Dayı!!! Bugüne kadar olmasaydı da bugün Allah’ın bir kitap gönderdiğini öğrenseydin, hayatında onu okumaktan daha acil bir işin olur muydu? Bırak şimdi başbakan ne demiş, muhalefet ne yapmışı!!! Önce şu acil işini hallet, sonra dönersin yine siyasete… belki de daha aklı başında olarak. Haberler kaçmaz, haberler sana gelir merak etme. Sen Allah’ın sana gönderdiği haberi dinle önce. Neyin peşindesin dayıcığım. Her şeye acele ediyorsun. Bir de şuna acele et. Oku bir an önce şu kitabı. Belki de sana siyasetin ne halde olduğunu, çözümün neler olduğunu, kimin ne yanlışlar içinde olduğunu o kitap anlatıyordur. Dayım uyan, ne olur uyan!!! Oku onu.

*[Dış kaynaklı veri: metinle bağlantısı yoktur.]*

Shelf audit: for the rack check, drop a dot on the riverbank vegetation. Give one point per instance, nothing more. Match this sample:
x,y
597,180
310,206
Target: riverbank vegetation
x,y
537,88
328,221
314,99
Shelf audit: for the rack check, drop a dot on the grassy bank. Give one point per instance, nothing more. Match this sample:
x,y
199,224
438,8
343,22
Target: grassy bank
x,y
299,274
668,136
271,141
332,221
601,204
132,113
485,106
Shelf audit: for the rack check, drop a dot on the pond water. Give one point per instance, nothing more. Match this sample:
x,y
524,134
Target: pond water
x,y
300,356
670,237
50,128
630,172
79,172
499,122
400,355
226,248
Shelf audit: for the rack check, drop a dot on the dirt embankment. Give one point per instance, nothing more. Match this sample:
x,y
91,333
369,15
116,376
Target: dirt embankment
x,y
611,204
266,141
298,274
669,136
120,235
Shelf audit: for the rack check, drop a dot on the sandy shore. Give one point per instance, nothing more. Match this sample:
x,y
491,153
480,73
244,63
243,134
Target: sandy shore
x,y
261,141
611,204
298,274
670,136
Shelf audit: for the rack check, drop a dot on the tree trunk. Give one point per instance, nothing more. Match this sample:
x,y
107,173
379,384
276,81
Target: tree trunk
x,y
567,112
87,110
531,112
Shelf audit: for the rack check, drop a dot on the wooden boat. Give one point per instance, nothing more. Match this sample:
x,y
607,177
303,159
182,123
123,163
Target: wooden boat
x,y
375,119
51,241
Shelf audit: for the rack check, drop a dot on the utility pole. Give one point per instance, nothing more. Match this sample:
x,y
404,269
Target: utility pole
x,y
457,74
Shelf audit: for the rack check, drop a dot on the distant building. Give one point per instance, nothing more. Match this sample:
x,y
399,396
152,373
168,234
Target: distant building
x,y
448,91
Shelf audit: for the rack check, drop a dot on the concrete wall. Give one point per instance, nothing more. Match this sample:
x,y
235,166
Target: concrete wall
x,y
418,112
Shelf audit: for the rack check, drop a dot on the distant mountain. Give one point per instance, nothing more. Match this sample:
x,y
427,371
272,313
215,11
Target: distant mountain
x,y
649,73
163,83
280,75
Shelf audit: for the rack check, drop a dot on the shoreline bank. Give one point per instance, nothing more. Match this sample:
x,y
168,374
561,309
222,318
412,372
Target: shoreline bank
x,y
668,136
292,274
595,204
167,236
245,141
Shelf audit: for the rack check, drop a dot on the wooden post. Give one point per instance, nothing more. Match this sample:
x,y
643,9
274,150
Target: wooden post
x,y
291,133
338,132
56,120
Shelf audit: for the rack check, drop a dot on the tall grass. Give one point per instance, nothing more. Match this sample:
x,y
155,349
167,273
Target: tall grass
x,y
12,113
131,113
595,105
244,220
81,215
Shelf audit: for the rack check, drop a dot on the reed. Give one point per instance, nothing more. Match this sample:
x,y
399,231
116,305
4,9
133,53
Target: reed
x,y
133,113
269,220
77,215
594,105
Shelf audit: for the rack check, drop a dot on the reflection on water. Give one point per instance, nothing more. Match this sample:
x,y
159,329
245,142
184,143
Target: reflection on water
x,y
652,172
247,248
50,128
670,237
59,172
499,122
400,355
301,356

Anne!!! Tecvidli mecvidli ne güzel okuyorsun ama sana bir şey söylemek istiyorum. Allah bugün Çince bir kitap gönderseydi, onu okumak için önce Çince alfabe öğrenip, anlamını bilmeden Çince mi okuyacaktın? Önce öyle ya da böyle çevrilmiş şu Türkçesini okuyup bir şeyler anlasak belki de okudukça Arapçasını da anlamaya başlarız ha, ne dersin!!! Gel seninle önce Türkçesini okuyup bitirelim, sonra Arapça okumaya devam ederiz. Allah korusun, ya biraz sonra başımıza bir kaza gelecek olsa ve yatalak bir hayata düşsek, ne elimiz ne ayağımız tutmaz bir felçe uğrasak, ya da gözlerimiz şekerden görmez veya kulaklarımız duymaz olsa, ya da yüksek tansiyondan aklımız gitse başımızdan Allah’ın ne demiş olduğunu anlamamışken bir daha nasıl anlarız!!! Uyan güzel annem!!! Artık uyan!! Gel okuyalım onu.

Babacığım!!! Allah bir kitap gönderdi, sen ne zaman okuyacaksın? Ah babacığım ah! Bugün Allah bir kitap göndermiş olsa hemen “ne demiş” diye öğrenmek istemez miydin!!! Allah 1400 sene önce göndermiş o kitabı zaten. Sen de bu kadar ömür sürmüş ihtiyarlamışsın. Ve hala okumamışsın. Hiç mi merak etmiyorsun baba! Allah ne demiş diye hiç mi ilgilenmiyorsun!!! Ya yarın senin O’nun kitabına yaptığın bu muameleyi O da sana yaparsa!!! Uyan babacığım, affet haddimi aşmışlığımı. Uyan babacığım, ne olur uyan!!! Oku onu.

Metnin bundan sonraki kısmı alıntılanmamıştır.